Tuesday, April 7, 2009

Will Citi, Goldman et al Game Geithner's Plan?

Doubtful (see scare potential at FT, picked up by many others). The analogy to Enron is not applicable because there are more players to this game. Enron could game California's energy market because they were the clear dominant player, and too few people were looking at it. Further, Enron was gaming the system so that those implementing the plan were making the money. Player A was making money for player A, as opposed to having player A make money for player B. Collusions, like secrets, are very hard to keep as the number of players goes from 1 to 5. Ever try to keep a great secret with 5 of your best friends in school?

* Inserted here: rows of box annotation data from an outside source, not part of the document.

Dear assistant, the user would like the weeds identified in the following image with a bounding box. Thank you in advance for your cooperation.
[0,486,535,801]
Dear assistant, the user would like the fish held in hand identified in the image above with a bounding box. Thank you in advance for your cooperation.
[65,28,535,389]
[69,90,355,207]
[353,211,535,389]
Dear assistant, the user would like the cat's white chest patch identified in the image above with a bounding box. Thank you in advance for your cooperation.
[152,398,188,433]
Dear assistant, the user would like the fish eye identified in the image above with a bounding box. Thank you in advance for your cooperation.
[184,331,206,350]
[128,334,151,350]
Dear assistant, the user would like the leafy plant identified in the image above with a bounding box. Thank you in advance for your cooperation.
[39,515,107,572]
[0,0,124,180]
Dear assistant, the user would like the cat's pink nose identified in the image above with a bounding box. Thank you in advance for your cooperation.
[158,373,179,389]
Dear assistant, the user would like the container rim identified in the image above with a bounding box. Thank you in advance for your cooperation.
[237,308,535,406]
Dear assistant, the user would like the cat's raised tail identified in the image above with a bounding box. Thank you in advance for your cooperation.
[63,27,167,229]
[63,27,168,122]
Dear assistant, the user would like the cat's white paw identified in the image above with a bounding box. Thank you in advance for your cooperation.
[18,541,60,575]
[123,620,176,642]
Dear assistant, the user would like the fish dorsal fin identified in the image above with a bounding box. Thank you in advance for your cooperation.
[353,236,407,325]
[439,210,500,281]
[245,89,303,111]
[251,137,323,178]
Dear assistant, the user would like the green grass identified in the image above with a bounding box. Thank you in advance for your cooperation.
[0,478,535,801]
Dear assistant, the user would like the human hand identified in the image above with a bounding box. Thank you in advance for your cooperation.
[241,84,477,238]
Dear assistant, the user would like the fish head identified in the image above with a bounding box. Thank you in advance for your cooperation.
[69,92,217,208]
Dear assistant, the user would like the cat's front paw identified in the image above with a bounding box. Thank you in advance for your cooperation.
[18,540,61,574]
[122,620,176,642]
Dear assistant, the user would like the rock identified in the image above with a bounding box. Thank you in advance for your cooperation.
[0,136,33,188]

Consider the scenario where the asset management arm of Citibank buys assets of JPMorgan, in an implicit quid-pro quo with JPMorgan's asset management group buying assets from Citibank. The criticism implies the asset management group is overpaying for these assets. The benefit of this collusion occurs at the Corporate Level, not to asset management, which expects to lose money. Thus, there would have to be discussions between the CEOs and their Asset Management chiefs on the 'plan' with emphasis than this plan must be seen in the 'bigger picture'. Supposedly, the Asset Management players would be promised some kind of future cushy job instead of bonus payment. Further, this strategy would be risky because the banks with the targeted assets are not the majority of only players lined up to bid on these securities. If they are overbidding, Treasury officials should see a clear pattern (winning bid disproportionately from a bank-owned asset manager), and one would have to hope Treasury is too stupid to figure it out (probability between zero and 1).

So, for the asset management group at Citi (or Goldman, or wherever), your grand conspiracy is crowded, convoluted, illegal, and uncertain. Would you play such a game?